Teammates wouldn’t always pass you the ball on cue, and sometimes the player who was meant to take the shot was the inbounder, which didn’t help when there was only a second or two on the clock. When that happened, there was nothing you could do except keep restarting the challenge until the problem resolved itself and they weren’t inbounding the ball. Some challenges were adjusted in order to make them easier to replicate in gameplay, but a combination of a short amount of time, slow animations, sloppy passing, and clunky shooting mechanics contributed to a frustrating amount of artificial difficulty, particularly when it came to the Shot Chart challenges.

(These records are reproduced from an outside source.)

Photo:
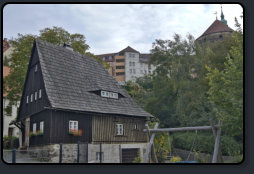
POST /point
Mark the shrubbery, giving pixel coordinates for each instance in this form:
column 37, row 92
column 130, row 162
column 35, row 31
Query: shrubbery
column 205, row 143
column 10, row 142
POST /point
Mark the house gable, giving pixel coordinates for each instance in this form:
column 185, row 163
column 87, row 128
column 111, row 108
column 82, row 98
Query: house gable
column 34, row 98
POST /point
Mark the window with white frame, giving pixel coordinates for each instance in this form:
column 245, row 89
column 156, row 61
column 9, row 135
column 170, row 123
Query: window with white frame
column 35, row 68
column 42, row 126
column 98, row 156
column 32, row 97
column 34, row 128
column 39, row 93
column 119, row 129
column 35, row 95
column 73, row 125
column 109, row 94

Despite those issues, it remained one of the best ideas since the series’ reboot, and new content came through regularly in NBA Live 14 and NBA Live 15. Things hit a snag in NBA Live 16 however, as there were several dry spots during the 2016 season where no new content came through for BIG Moments (or Ultimate Team). Around March, the content dried up altogether. BIG Moments were subsequently dropped in NBA Live 18, though the name was reused for special edition cards in Ultimate Team that were based on notable performances. As of NBA Live 19, the original BIG Moments mode remains absent, more or less replaced by LIVE Events in The One.
I’ve spoken before about the need to expand NBA Live’s depth beyond The One, and it remains something I’d like to see happen in future releases. While I would suggest that Franchise and Ultimate Team are higher priorities, when it comes to fleshing out the game with extra modes and content, BIG Moments is an idea that definitely would make a welcome return. It underscores the connection to the real NBA, gets gamers hyped up to both watch games and replicate what they see, and adds fresh content all season long, providing an incentive to keep playing NBA Live. Hopefully, the team won’t permanently shelve one of their most innovative ideas on this generation.